Elie Mystal has been arguing for years that the Supreme Court of the United States needed more seats on it. He did it six months ago, in The Nation. Here he is talking about it in March 2019, in Above the Law. And here he is today, talking about it on AM Joy with Joy Reid, who graced us with her presence as host of her weekend show, which she'd handed off since heading to weeknight prime time months ago.
I have a lot of arguments for why an expanded number of Supreme Court justices would be good for the institution in general. The Supreme Court should act more like the circuit courts, the courts of appeals. I think if we had more justices, and I'm not talking about two. I'm saying that if we had ten more justices, if we had 19-person Supreme Court, or a 21-person Supreme Court, what you would see is that these tragedies, the random wheel of death that happens on our Supreme Court should not trigger constitutional crises. It should not be political malpractice to not go to the mattresses every time a Supreme Court justice dies and your party happens to be out of power. The Supreme Court should have the power that it does, but the individual justices should not be as critical to the function of democracy as they are. And the way to address that is with having an expanded Supreme Court. So I can make every good-government, practical argument for why we need more justices. But the bottom line is that this is an illegitimate institution and it needs to be changed by the next Democratic administration.

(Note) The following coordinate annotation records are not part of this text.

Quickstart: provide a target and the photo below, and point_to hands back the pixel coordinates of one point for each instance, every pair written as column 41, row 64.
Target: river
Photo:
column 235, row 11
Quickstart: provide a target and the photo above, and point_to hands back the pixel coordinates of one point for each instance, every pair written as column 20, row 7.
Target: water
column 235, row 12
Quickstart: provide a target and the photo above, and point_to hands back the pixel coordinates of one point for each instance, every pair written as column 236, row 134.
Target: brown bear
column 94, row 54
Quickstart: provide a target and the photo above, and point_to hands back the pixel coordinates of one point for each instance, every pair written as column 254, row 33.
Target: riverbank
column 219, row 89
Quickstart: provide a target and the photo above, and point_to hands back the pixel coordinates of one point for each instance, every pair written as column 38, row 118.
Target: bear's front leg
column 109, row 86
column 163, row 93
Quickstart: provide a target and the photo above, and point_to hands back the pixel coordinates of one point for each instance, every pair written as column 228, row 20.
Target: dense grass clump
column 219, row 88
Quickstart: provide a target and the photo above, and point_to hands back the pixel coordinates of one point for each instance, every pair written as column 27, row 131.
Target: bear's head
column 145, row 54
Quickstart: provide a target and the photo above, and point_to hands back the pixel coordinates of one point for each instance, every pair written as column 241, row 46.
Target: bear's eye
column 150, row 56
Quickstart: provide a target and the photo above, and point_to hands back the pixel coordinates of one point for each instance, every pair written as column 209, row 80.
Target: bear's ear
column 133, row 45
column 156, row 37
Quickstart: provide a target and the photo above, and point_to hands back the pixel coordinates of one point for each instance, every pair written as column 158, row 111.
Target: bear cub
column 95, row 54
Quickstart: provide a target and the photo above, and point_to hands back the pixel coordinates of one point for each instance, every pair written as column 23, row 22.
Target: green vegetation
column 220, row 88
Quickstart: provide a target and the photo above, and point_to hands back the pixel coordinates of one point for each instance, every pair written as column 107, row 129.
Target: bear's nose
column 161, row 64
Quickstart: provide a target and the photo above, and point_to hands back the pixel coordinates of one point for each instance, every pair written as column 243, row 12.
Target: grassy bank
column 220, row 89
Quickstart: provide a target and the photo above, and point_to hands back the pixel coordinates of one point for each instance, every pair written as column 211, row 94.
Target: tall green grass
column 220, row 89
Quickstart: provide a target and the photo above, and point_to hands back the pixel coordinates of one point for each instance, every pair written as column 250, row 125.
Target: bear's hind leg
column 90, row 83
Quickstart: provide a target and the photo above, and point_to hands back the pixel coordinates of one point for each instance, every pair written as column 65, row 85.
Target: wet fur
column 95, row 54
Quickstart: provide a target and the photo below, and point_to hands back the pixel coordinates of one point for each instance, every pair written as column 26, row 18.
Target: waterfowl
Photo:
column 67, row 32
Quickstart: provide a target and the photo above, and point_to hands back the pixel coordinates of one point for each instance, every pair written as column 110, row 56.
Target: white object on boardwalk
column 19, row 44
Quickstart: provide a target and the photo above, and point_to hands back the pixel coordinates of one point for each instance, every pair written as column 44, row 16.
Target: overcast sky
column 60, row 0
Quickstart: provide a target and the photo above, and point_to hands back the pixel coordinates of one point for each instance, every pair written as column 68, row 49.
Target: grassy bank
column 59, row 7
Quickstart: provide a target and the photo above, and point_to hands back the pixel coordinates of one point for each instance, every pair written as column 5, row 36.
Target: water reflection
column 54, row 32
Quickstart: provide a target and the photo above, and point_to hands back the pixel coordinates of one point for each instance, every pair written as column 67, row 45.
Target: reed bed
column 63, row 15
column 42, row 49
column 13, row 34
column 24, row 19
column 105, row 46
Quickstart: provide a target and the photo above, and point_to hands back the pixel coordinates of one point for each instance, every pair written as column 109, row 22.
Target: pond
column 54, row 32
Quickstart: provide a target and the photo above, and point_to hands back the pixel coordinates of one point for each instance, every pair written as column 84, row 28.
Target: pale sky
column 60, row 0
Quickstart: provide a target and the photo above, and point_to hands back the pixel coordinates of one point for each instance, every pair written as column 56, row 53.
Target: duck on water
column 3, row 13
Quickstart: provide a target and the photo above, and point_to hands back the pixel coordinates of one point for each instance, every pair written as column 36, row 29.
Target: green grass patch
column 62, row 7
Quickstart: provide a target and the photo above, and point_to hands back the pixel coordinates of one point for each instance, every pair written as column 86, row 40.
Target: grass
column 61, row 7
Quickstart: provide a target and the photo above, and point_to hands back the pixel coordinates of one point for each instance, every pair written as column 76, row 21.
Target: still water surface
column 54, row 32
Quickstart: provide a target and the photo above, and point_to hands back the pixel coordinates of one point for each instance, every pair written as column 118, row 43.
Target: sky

Now, for some inexplicable reason, Benjamin Wittes disagreed with Mystal's point of view, here. I say inexplicable, because, well, he couldn't explain it. When Reid asked Wittes if he agreed with Mystal, he said, "No, though that threat of expansion might be enough to achieve the Democrats' goals."
"Okay, and???" the resulting silence seemed to say. Yet, Wittes did not explain why he disagreed, and what he disagreed with, despite the dead air time and the signature Elie Mystal Whut? face that followed. Finally, Reid came to his rescue with the parenting analogy that you cannot threaten a child with something you're not willing to follow through with, and Mystal agreed.
"Can't bluff," he said. Indeed, we cannot.